"I sat there thinking, Wait-what event? No one told me about an event. As the conversation continued, it became clear that everyone except me had been invited. I could feel my chest tighten as an old, familiar story surfaced: I'm not included. I don't belong. In that moment, my mind began to spiral. I was filtering everything through an old story-my lifelong schema of being an outsider. After the meeting, I took a step back to reflect and ask myself what else could be true."
"I realized there could be many possible explanations, so I decided to reach out by emailing one of the group members. It turned out that I hadn't received the message about the event because my email address wasn't on the group's mailing list. The experience made me think about how easily our minds fill in gaps with assumptions. We all have patterns of thinking that shape how we interpret what's happening around us-sometimes accurately, sometimes not. In psychology, these patterns are called schemas."

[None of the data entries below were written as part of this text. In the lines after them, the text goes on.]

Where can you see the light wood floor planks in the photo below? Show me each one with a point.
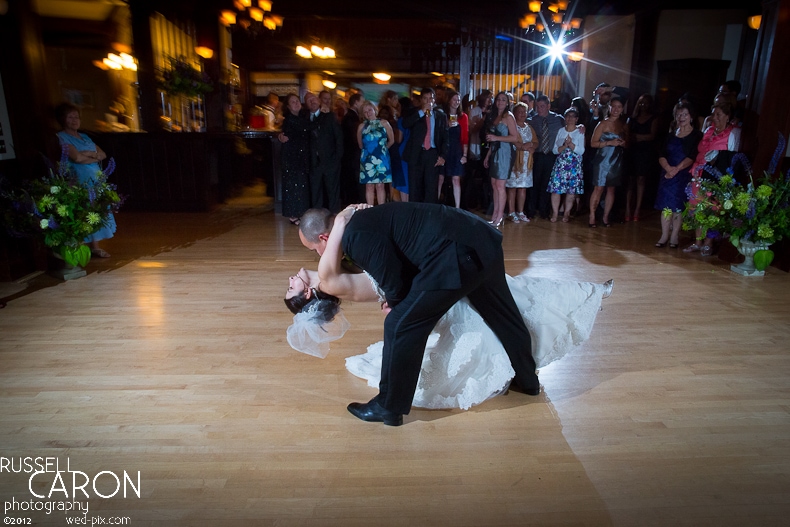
(170, 359)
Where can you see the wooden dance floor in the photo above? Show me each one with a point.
(170, 360)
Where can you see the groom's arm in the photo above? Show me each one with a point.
(377, 255)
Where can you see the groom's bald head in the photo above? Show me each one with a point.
(314, 228)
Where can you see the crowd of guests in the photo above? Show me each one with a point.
(513, 160)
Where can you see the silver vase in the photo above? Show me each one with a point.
(747, 249)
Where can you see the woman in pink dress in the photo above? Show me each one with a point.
(720, 142)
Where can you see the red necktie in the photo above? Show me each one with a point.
(426, 144)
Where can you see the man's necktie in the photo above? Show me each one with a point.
(426, 144)
(544, 137)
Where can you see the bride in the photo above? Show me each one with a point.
(464, 362)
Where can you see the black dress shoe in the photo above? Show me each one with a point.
(375, 413)
(533, 390)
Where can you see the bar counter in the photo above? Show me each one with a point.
(189, 172)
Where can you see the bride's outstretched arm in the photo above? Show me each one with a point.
(335, 280)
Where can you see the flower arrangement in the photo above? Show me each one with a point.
(62, 210)
(184, 79)
(757, 212)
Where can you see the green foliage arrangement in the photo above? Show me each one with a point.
(61, 210)
(184, 79)
(757, 212)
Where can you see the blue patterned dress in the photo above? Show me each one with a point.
(86, 175)
(567, 173)
(374, 161)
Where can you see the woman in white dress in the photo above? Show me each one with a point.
(464, 362)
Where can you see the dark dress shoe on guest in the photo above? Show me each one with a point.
(516, 387)
(373, 412)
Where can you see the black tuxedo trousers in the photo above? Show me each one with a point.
(409, 324)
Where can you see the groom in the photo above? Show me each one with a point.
(425, 257)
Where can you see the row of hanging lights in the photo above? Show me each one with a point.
(551, 17)
(248, 16)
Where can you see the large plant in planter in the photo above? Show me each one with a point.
(60, 210)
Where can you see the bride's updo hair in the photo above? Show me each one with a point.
(323, 304)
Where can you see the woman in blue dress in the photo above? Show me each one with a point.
(610, 138)
(84, 158)
(502, 138)
(678, 156)
(375, 137)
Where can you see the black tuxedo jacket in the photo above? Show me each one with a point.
(441, 136)
(416, 246)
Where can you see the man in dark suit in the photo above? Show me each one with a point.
(349, 174)
(426, 148)
(426, 257)
(326, 148)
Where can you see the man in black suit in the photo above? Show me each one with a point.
(426, 148)
(349, 174)
(326, 148)
(426, 257)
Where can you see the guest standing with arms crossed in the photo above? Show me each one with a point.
(84, 158)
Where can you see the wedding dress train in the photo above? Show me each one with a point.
(464, 362)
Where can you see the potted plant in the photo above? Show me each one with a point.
(61, 211)
(752, 216)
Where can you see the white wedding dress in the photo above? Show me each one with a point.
(465, 363)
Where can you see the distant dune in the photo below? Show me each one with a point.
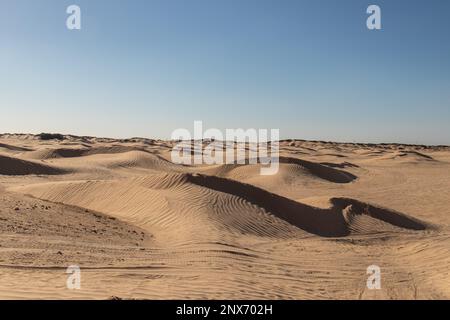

Schemas are mental frameworks shaped by early experiences that influence how people perceive themselves, others, and events. Repeated experiences carve deep grooves in thinking that bias interpretation and trigger automatic emotional reactions. An example shows a professional excluded from an event who immediately felt outsider fears, questioned possible explanations, reached out, and discovered a mailing-list error rather than intentional exclusion. Awareness of schemas allows questioning automatic assumptions, reflecting, and testing alternative explanations. Schemas often form to keep children safe or to make sense of pain, but protective patterns that once helped survival can constrain adult thinking, feeling, and relationships.